The club continues to be one of the most sought after accommodation for tourists for the charming scenic beauty it offers and its hallowed history. The new avatar will offer a fusion of modern facilities and the club’s innate old-world charm. Major (retd.) J.S. Rana, one of the longest serving secretary of the club, said, “Nothing much has been done to the old structure. The place was in dire need for repairs.”
According to its members, the club will get bigger rooms and a lot of other facilities. Originally called Darjeeling Club, it used to function from a place called Thorn Cottage.
In 1907, it became Darjeeling Club Ltd and shifted to the building from where it runs now. Presently, the building has two storeys with 21 rooms while the new structure will have 52 rooms in three floors. Previously, every room had a fireplace and the 21 rooms will continue to have it. The new veranda will be a closed structure with a bar and lounge and every room will have a tea and coffee machine.
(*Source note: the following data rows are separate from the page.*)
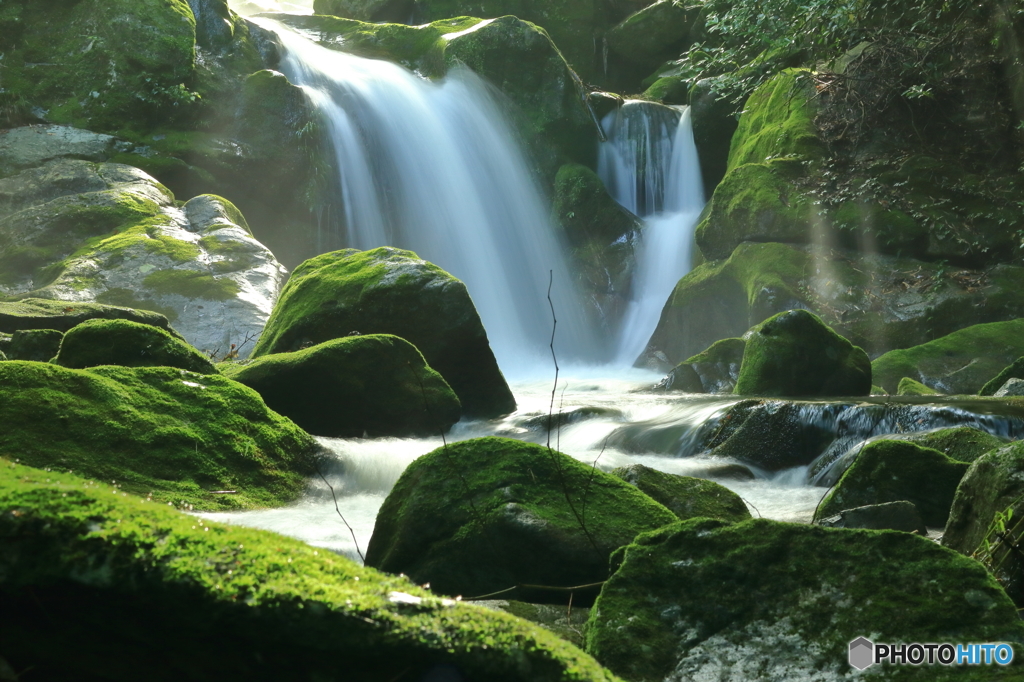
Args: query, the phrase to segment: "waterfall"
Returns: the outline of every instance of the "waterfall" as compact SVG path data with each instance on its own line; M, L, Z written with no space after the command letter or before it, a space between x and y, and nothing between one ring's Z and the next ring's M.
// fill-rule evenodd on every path
M435 83L267 26L334 147L341 210L331 248L406 248L461 279L506 375L551 370L553 272L558 358L596 361L596 335L500 94L465 68Z
M669 294L690 271L693 229L704 208L689 107L627 101L601 122L598 175L612 197L644 220L632 293L616 343L618 364L647 346Z

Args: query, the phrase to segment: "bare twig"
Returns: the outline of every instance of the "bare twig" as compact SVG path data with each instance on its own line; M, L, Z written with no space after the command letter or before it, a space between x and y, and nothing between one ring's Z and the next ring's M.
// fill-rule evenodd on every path
M341 522L345 524L345 527L348 528L348 532L352 534L352 542L355 543L356 554L359 555L359 559L365 564L366 557L363 556L362 551L359 549L359 541L356 539L356 531L352 528L352 526L349 525L348 521L345 520L345 516L341 513L341 508L338 506L338 496L334 492L334 486L331 485L331 482L328 481L327 477L324 476L322 471L320 471L320 467L316 467L316 473L320 475L320 478L323 480L323 482L327 484L328 488L330 488L331 497L334 498L334 510L338 512L338 516L341 518Z

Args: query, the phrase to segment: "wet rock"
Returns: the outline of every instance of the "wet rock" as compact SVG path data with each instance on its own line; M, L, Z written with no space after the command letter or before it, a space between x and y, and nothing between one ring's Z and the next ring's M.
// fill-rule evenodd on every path
M703 447L711 457L739 460L768 471L810 464L832 442L828 424L807 419L799 404L744 400L718 419Z
M296 268L253 357L296 351L353 330L412 343L467 415L515 410L466 286L413 252L392 247L325 253Z
M317 436L436 436L462 414L441 375L397 336L348 336L221 369Z
M744 337L734 393L764 396L867 395L867 354L806 310L779 313Z
M66 332L86 320L131 320L174 334L167 318L148 310L133 310L101 303L67 303L45 298L0 302L0 333L19 329L58 329Z
M643 464L620 467L611 474L635 485L683 521L698 516L736 522L750 518L739 495L712 481L667 474Z
M53 364L71 369L121 365L217 372L209 358L178 337L130 320L86 320L64 334L55 355Z
M313 13L358 21L402 22L412 16L414 6L415 0L314 0Z
M921 519L921 512L912 502L906 500L844 509L835 516L818 519L815 523L829 528L901 530L918 535L928 534L924 520Z
M988 573L930 540L693 519L625 548L591 610L587 651L629 680L838 682L850 670L849 643L864 633L883 642L954 642L965 632L1024 639L1013 604ZM936 675L930 666L901 673L920 682Z
M4 362L0 421L17 425L0 430L0 451L22 464L199 509L287 504L319 451L252 389L170 367Z
M118 142L112 135L70 126L31 125L0 130L0 177L55 159L107 161L119 151Z
M196 20L196 44L219 49L231 43L235 22L227 0L188 0Z
M896 395L944 395L931 386L925 386L920 381L914 381L910 377L903 377L896 386Z
M548 428L557 429L561 426L579 424L590 419L613 419L622 420L623 414L620 410L611 407L577 407L572 410L559 411L551 415L538 414L526 417L518 423L523 428L531 431L547 431Z
M717 478L732 481L753 481L757 476L742 464L717 464L706 469L695 469L690 475L696 478Z
M41 679L616 679L524 620L76 476L5 462L0 508L4 656Z
M814 518L846 509L907 500L928 526L944 526L968 465L938 450L898 440L870 442L822 499Z
M995 392L996 398L1024 396L1024 379L1007 379L1003 387Z
M20 198L0 223L0 292L153 310L201 350L251 350L285 270L226 199L178 208L136 168L68 160L5 188Z
M605 40L616 57L650 73L686 51L698 12L682 0L658 0L609 29Z
M736 105L715 92L714 84L701 79L689 92L690 117L693 120L693 142L700 157L704 186L717 187L725 177L729 161L729 145L736 132Z
M409 465L377 515L366 563L442 594L587 585L607 577L616 548L673 520L633 486L571 457L479 438ZM573 603L587 605L594 594L577 591ZM569 598L565 590L526 588L510 596Z
M875 382L889 391L901 377L910 377L944 393L977 393L1022 353L1024 319L1018 319L977 324L919 346L890 351L871 367Z
M506 599L477 599L473 604L495 611L504 611L516 618L536 623L565 641L583 648L583 628L587 624L587 618L590 617L590 609L586 606L573 605L567 609L561 604L531 604Z
M743 362L743 339L722 339L676 365L655 387L687 393L732 393Z
M11 360L49 362L60 348L63 332L56 329L19 329L11 335Z

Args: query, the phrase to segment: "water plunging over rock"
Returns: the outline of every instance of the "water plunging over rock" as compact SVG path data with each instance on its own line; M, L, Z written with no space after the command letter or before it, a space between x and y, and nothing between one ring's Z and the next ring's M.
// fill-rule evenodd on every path
M598 173L616 201L645 219L616 346L616 361L630 364L646 347L675 283L690 269L704 189L688 108L627 101L605 116L602 127L608 142L601 145Z

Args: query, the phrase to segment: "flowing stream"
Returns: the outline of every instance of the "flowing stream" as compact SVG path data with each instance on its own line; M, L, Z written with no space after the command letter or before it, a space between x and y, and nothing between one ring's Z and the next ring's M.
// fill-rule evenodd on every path
M519 410L503 419L461 422L449 442L490 435L538 443L549 438L549 273L563 364L555 411L568 416L550 434L551 444L599 469L640 463L710 478L737 492L754 516L806 523L826 491L812 483L833 481L851 448L865 439L961 424L1024 436L1024 414L989 413L998 403L816 401L790 409L801 428L827 435L805 465L768 471L711 456L707 437L738 398L652 392L645 389L660 376L629 368L689 269L693 227L704 203L686 108L629 102L603 121L608 142L600 149L600 175L620 203L645 219L645 230L634 301L615 340L616 361L597 365L602 344L581 312L548 206L504 119L500 96L465 69L430 82L260 21L281 36L282 68L308 93L330 134L339 209L327 223L325 248L409 248L461 278L511 379ZM365 551L377 512L402 471L442 445L440 438L320 440L333 453L323 472L327 482L311 481L298 503L203 516L278 531L358 559L357 543Z

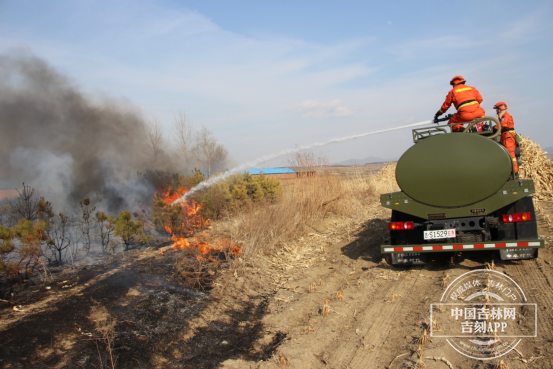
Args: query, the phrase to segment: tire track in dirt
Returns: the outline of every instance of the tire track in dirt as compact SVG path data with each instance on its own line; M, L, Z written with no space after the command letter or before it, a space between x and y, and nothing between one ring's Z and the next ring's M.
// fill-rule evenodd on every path
M329 249L325 261L294 278L294 285L306 288L321 277L325 284L316 293L277 293L275 315L270 314L265 322L273 330L287 332L289 341L281 345L279 355L286 357L290 365L384 367L398 350L410 350L415 337L420 337L424 323L429 323L428 299L439 299L441 289L436 281L443 275L443 268L379 266L378 246L378 238L363 247L355 242L336 245ZM287 286L288 282L283 287ZM338 291L342 291L345 301L336 299ZM401 297L387 302L393 295ZM333 312L322 317L320 310L316 312L325 299ZM228 368L247 367L243 366L246 363L227 364ZM260 368L278 366L263 362Z
M539 234L551 238L551 231L542 226ZM517 346L523 357L512 351L502 359L513 369L528 367L530 363L535 368L553 367L551 245L540 250L537 260L503 262L498 260L498 253L461 253L453 259L450 255L435 257L422 267L383 268L377 265L381 257L376 232L364 237L373 240L362 243L362 247L355 240L333 245L328 249L326 261L303 270L301 276L290 273L294 285L301 285L303 289L319 277L325 285L318 287L317 293L277 292L274 315L267 316L265 322L272 329L284 329L287 340L282 342L272 360L257 363L258 368L273 369L283 365L306 369L384 368L404 353L407 355L396 360L393 368L413 367L416 340L430 323L430 304L439 302L446 288L440 286L445 273L449 275L449 282L444 280L447 284L470 270L484 269L492 260L496 261L498 271L506 272L520 285L528 302L538 305L537 337L524 338ZM450 259L455 264L448 265ZM344 301L336 300L337 291L343 293ZM386 302L394 294L401 298ZM325 299L329 300L333 312L323 317L317 309ZM531 324L532 327L526 328L533 330L533 319L520 320L521 327ZM448 324L438 323L440 326ZM444 338L433 338L424 347L424 353L427 362L429 357L446 358L455 368L491 368L497 363L495 359L479 363L468 358L455 351ZM252 365L246 362L227 364L223 367L246 369ZM431 361L427 365L429 368L447 366Z
M521 345L521 352L526 357L537 355L536 351L539 352L544 345L551 345L551 332L553 332L551 319L553 289L540 268L538 260L525 260L505 265L508 275L524 291L527 301L537 304L537 337L525 338ZM524 320L524 318L521 319ZM534 331L534 327L528 326L524 321L521 325L526 325L529 332Z
M542 219L538 220L538 233L540 237L551 236L550 228ZM518 349L526 359L542 356L541 360L544 362L541 365L544 366L539 366L542 368L551 367L553 364L550 352L553 341L553 270L544 262L550 257L550 246L546 246L545 249L539 250L538 259L503 264L505 272L524 291L527 302L537 304L537 337L524 338ZM521 324L527 325L528 330L534 330L533 326L528 326L529 324L524 321L521 321Z
M373 330L378 331L378 327L381 324L381 321L393 316L394 311L398 309L399 304L396 303L386 303L385 299L392 298L393 294L404 295L405 289L402 288L405 285L405 277L399 276L398 279L402 279L399 285L392 288L393 282L386 283L377 283L376 286L372 285L370 288L365 288L365 298L362 301L357 301L356 307L359 309L360 313L357 315L354 320L354 325L358 329L359 336L363 337L361 339L360 345L352 345L350 342L340 341L338 345L331 343L327 350L330 353L331 362L335 365L347 365L351 362L352 358L358 353L358 351L365 350L366 347L374 348L379 346L379 342L376 339L376 334ZM392 292L393 291L393 292ZM384 306L388 305L388 306ZM367 308L368 307L368 308ZM383 309L384 307L384 309ZM383 312L385 313L383 314ZM388 315L390 314L390 315ZM369 337L369 340L364 338Z
M401 271L397 281L390 281L381 285L369 299L367 308L359 319L361 334L365 337L362 347L354 347L349 344L339 344L335 351L335 362L352 368L362 368L367 363L382 361L382 356L390 356L386 350L386 343L390 335L396 331L397 324L413 308L418 308L420 302L410 303L410 292L417 289L427 289L432 279L423 277L422 269L416 269L416 278L411 278L414 273ZM414 271L414 270L412 270ZM393 299L394 295L401 297ZM367 350L367 347L369 350Z

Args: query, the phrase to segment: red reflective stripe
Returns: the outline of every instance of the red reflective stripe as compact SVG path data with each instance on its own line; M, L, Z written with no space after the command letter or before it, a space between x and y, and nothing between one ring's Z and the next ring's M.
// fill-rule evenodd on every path
M488 244L488 245L493 245L494 247L507 247L506 243L496 243L496 244ZM480 243L480 244L475 244L475 245L452 245L452 246L453 246L454 250L465 249L465 248L467 248L467 246L472 246L472 248L475 248L475 249L483 249L483 248L486 247L486 244ZM423 251L423 247L424 246L413 246L412 251ZM516 244L516 247L529 247L529 242L518 242ZM443 250L443 249L444 249L443 245L442 246L432 246L432 250ZM404 248L403 247L394 247L394 251L395 252L404 252Z

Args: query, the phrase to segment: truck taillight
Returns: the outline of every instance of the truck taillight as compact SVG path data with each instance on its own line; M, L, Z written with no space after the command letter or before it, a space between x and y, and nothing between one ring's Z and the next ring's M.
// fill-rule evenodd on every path
M413 222L391 222L388 223L388 228L390 231L402 231L405 229L414 229L415 225Z
M503 215L503 223L527 222L532 220L530 213L516 213Z

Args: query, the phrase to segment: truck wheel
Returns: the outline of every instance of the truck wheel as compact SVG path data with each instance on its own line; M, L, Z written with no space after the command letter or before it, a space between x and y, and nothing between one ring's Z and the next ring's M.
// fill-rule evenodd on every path
M503 223L501 216L504 214L525 213L528 212L532 216L532 220L528 222L518 223ZM500 218L497 231L492 233L492 237L497 241L516 241L538 238L538 222L536 220L536 211L534 210L534 202L531 196L524 197L512 204L509 204L495 212ZM495 237L494 237L495 236ZM521 260L521 259L536 259L538 257L538 249L505 249L499 250L501 260Z
M423 222L424 219L405 214L397 210L392 210L392 222ZM422 227L408 231L391 231L391 245L420 245L424 243ZM389 264L393 265L425 265L428 262L428 255L424 252L405 252L401 254L391 254L386 258Z

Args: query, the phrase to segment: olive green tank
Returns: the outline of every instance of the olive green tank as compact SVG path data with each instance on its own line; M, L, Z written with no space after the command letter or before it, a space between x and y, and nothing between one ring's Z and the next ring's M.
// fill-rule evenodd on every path
M483 117L469 126L482 121L499 125ZM382 194L382 206L422 219L462 218L490 214L535 193L531 179L513 179L511 155L493 139L499 134L414 129L415 145L397 163L401 192Z
M437 207L477 203L511 175L511 156L486 137L453 133L418 141L399 159L397 183L413 200Z

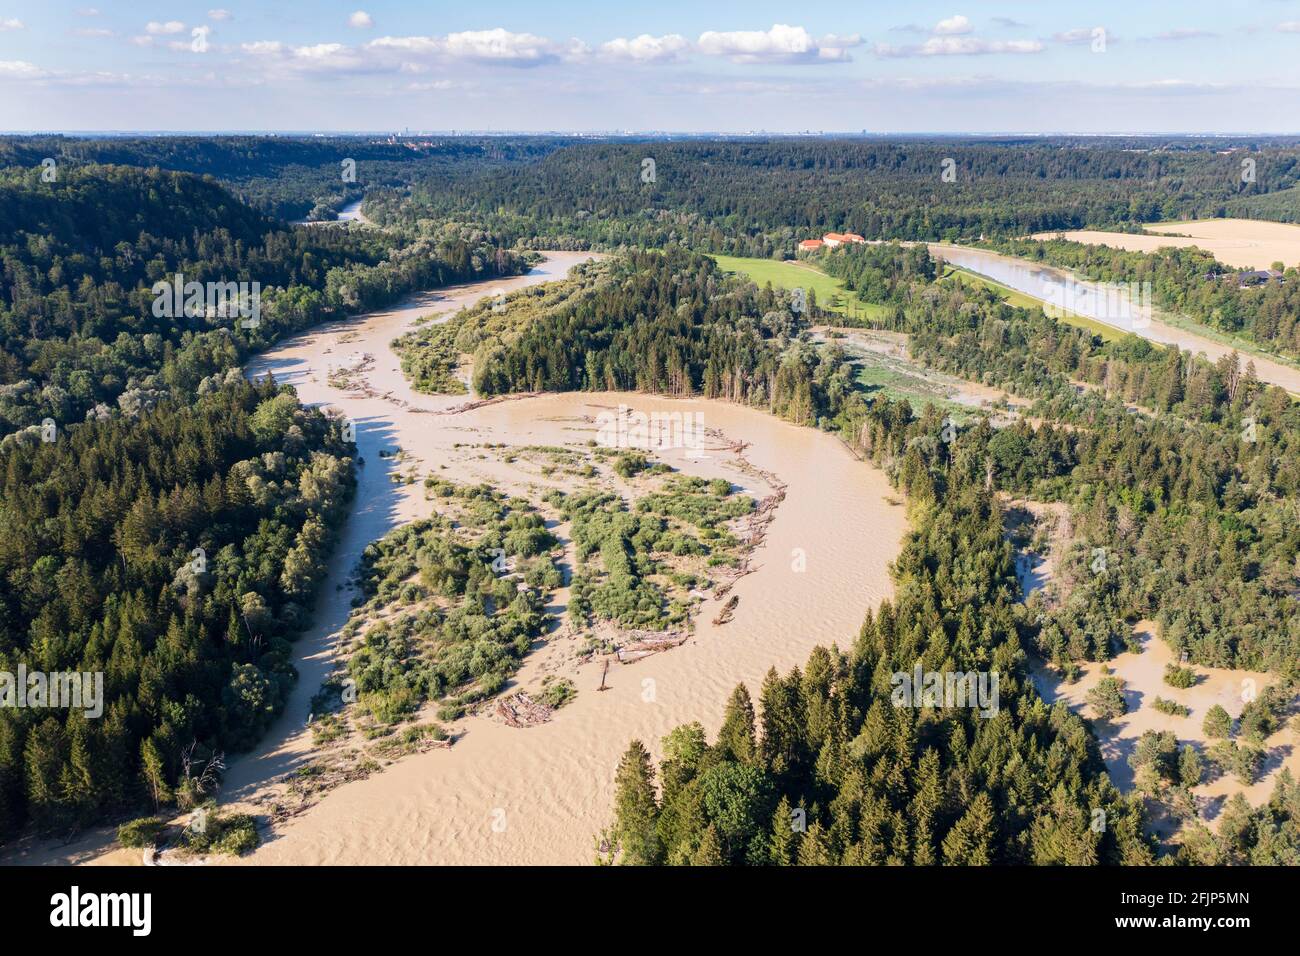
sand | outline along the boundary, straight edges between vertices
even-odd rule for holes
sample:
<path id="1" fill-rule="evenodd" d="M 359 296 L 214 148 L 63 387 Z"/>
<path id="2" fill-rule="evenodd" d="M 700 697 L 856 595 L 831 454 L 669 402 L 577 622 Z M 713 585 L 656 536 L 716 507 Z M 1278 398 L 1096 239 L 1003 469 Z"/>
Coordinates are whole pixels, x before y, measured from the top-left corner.
<path id="1" fill-rule="evenodd" d="M 1085 717 L 1093 719 L 1093 728 L 1101 744 L 1102 758 L 1110 771 L 1110 778 L 1120 790 L 1133 789 L 1133 769 L 1128 758 L 1137 747 L 1137 742 L 1146 731 L 1173 731 L 1178 744 L 1190 743 L 1205 759 L 1206 779 L 1208 782 L 1194 787 L 1201 818 L 1207 822 L 1214 821 L 1223 808 L 1226 799 L 1234 793 L 1241 793 L 1252 806 L 1267 802 L 1273 792 L 1273 785 L 1282 768 L 1289 768 L 1293 777 L 1300 777 L 1300 736 L 1288 721 L 1265 741 L 1265 761 L 1263 772 L 1255 783 L 1244 786 L 1231 774 L 1215 776 L 1212 772 L 1206 750 L 1214 743 L 1205 736 L 1201 724 L 1211 707 L 1219 704 L 1235 720 L 1241 716 L 1246 705 L 1243 690 L 1251 688 L 1262 693 L 1264 688 L 1275 683 L 1277 678 L 1256 671 L 1230 670 L 1221 667 L 1201 667 L 1187 664 L 1200 678 L 1195 685 L 1186 689 L 1170 687 L 1164 682 L 1165 665 L 1174 662 L 1174 653 L 1169 645 L 1156 637 L 1156 626 L 1150 621 L 1140 621 L 1134 627 L 1134 634 L 1142 645 L 1142 653 L 1125 651 L 1109 661 L 1107 665 L 1115 677 L 1127 682 L 1124 698 L 1128 703 L 1128 713 L 1112 721 L 1095 720 L 1092 707 L 1085 703 L 1085 698 L 1097 682 L 1104 676 L 1103 665 L 1092 662 L 1083 665 L 1083 676 L 1073 684 L 1063 682 L 1050 668 L 1038 664 L 1033 671 L 1034 684 L 1040 694 L 1049 703 L 1064 700 L 1072 710 L 1079 711 Z M 1173 700 L 1189 708 L 1186 717 L 1164 714 L 1155 709 L 1157 697 Z M 1153 814 L 1157 829 L 1160 827 L 1160 815 Z M 1164 824 L 1169 835 L 1169 825 Z"/>
<path id="2" fill-rule="evenodd" d="M 1161 236 L 1129 235 L 1096 229 L 1064 233 L 1073 242 L 1086 242 L 1133 252 L 1155 252 L 1162 246 L 1196 246 L 1238 269 L 1268 269 L 1273 263 L 1300 264 L 1300 226 L 1260 219 L 1203 219 L 1194 222 L 1147 223 Z M 1034 239 L 1055 239 L 1061 233 L 1040 232 Z"/>
<path id="3" fill-rule="evenodd" d="M 576 700 L 540 726 L 512 728 L 488 716 L 469 717 L 452 748 L 409 755 L 339 787 L 277 824 L 268 842 L 238 862 L 589 863 L 595 839 L 609 822 L 615 767 L 632 738 L 657 754 L 660 738 L 680 723 L 698 720 L 713 733 L 738 682 L 757 697 L 770 667 L 802 664 L 818 644 L 848 646 L 867 610 L 892 593 L 888 566 L 906 530 L 904 509 L 887 500 L 893 492 L 883 473 L 856 460 L 834 436 L 721 402 L 631 394 L 548 395 L 438 414 L 465 404 L 466 396 L 429 396 L 410 388 L 389 343 L 417 318 L 472 304 L 498 289 L 559 278 L 585 258 L 549 253 L 528 276 L 417 296 L 393 310 L 314 329 L 249 365 L 250 375 L 270 371 L 295 385 L 304 402 L 342 410 L 356 423 L 366 464 L 322 586 L 316 626 L 296 645 L 298 684 L 262 746 L 231 761 L 222 803 L 256 805 L 276 789 L 277 778 L 311 759 L 310 700 L 333 667 L 334 642 L 352 597 L 337 585 L 347 580 L 366 544 L 430 511 L 420 483 L 394 484 L 393 471 L 405 473 L 414 465 L 421 476 L 487 481 L 536 497 L 548 487 L 564 487 L 563 475 L 547 479 L 524 456 L 510 463 L 471 446 L 585 442 L 595 437 L 594 416 L 620 403 L 646 412 L 701 412 L 705 427 L 752 443 L 745 457 L 788 486 L 755 553 L 758 570 L 731 592 L 740 598 L 734 619 L 713 625 L 721 605 L 707 602 L 690 641 L 635 664 L 615 665 L 606 692 L 595 689 L 597 665 L 579 668 Z M 353 378 L 361 387 L 345 391 L 329 384 L 331 370 L 363 362 L 369 367 Z M 458 443 L 463 447 L 456 448 Z M 402 462 L 380 457 L 380 450 L 398 446 L 408 456 Z M 699 460 L 686 451 L 656 454 L 688 473 L 727 477 L 755 497 L 769 490 L 761 479 L 739 472 L 731 455 Z M 800 564 L 804 569 L 796 570 Z M 514 683 L 526 686 L 536 679 L 540 660 L 530 656 Z M 95 831 L 21 858 L 139 862 L 137 853 L 106 852 L 110 835 Z"/>

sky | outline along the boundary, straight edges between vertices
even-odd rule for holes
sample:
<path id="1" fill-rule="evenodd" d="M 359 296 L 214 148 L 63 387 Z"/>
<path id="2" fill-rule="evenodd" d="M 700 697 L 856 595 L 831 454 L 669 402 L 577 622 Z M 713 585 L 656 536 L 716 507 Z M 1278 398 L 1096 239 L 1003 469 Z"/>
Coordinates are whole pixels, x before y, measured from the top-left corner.
<path id="1" fill-rule="evenodd" d="M 0 130 L 404 129 L 1300 133 L 1300 0 L 0 0 Z"/>

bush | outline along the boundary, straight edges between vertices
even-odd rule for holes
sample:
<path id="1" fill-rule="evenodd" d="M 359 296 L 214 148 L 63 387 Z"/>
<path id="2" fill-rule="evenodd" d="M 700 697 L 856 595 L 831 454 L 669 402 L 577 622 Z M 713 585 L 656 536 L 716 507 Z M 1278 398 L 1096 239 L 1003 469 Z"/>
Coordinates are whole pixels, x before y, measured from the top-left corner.
<path id="1" fill-rule="evenodd" d="M 230 856 L 242 856 L 261 843 L 257 833 L 257 821 L 247 813 L 233 813 L 223 816 L 215 806 L 207 804 L 200 813 L 201 826 L 191 823 L 185 828 L 183 840 L 185 848 L 192 853 L 226 853 Z"/>
<path id="2" fill-rule="evenodd" d="M 1170 687 L 1186 689 L 1196 683 L 1196 672 L 1190 667 L 1179 667 L 1177 664 L 1166 664 L 1165 683 Z"/>
<path id="3" fill-rule="evenodd" d="M 1112 720 L 1128 713 L 1124 701 L 1124 681 L 1118 677 L 1103 677 L 1097 686 L 1088 691 L 1088 703 L 1102 720 Z"/>
<path id="4" fill-rule="evenodd" d="M 1191 710 L 1178 703 L 1176 700 L 1165 700 L 1163 697 L 1157 697 L 1152 706 L 1162 714 L 1172 714 L 1175 717 L 1186 717 Z"/>
<path id="5" fill-rule="evenodd" d="M 158 817 L 140 817 L 117 828 L 117 842 L 132 850 L 153 846 L 158 842 L 163 826 Z"/>
<path id="6" fill-rule="evenodd" d="M 560 708 L 578 696 L 578 688 L 566 677 L 549 681 L 542 689 L 541 701 L 548 707 Z"/>
<path id="7" fill-rule="evenodd" d="M 620 478 L 631 478 L 645 471 L 650 462 L 640 452 L 628 451 L 614 459 L 614 471 Z"/>
<path id="8" fill-rule="evenodd" d="M 212 849 L 218 853 L 243 856 L 262 842 L 257 835 L 257 822 L 246 813 L 228 817 L 221 823 L 221 833 L 212 843 Z"/>
<path id="9" fill-rule="evenodd" d="M 1205 715 L 1205 722 L 1201 724 L 1201 730 L 1207 737 L 1219 739 L 1226 738 L 1232 733 L 1232 718 L 1228 712 L 1219 704 L 1215 704 Z"/>

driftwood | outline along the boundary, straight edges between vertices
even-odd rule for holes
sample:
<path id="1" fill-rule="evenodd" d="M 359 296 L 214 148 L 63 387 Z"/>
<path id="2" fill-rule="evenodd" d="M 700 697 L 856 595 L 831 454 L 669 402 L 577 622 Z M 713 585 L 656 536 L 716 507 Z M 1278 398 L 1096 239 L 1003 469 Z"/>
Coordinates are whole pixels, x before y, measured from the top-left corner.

A new board room will also be set up along with a gallery to house heritage items.
The land on which the club was built was donated by the Maharaja of Cooch Behar, Nripendra Narayan Bhoop Bahadur. A.N. Banerjee, the proprietor of Happy Valley tea garden, was the first Indian to be elected as the president of the club in 1971 and Eudon Lhamu, a retired Indian Foreign Service officer, was the first woman to get a membership in 1992.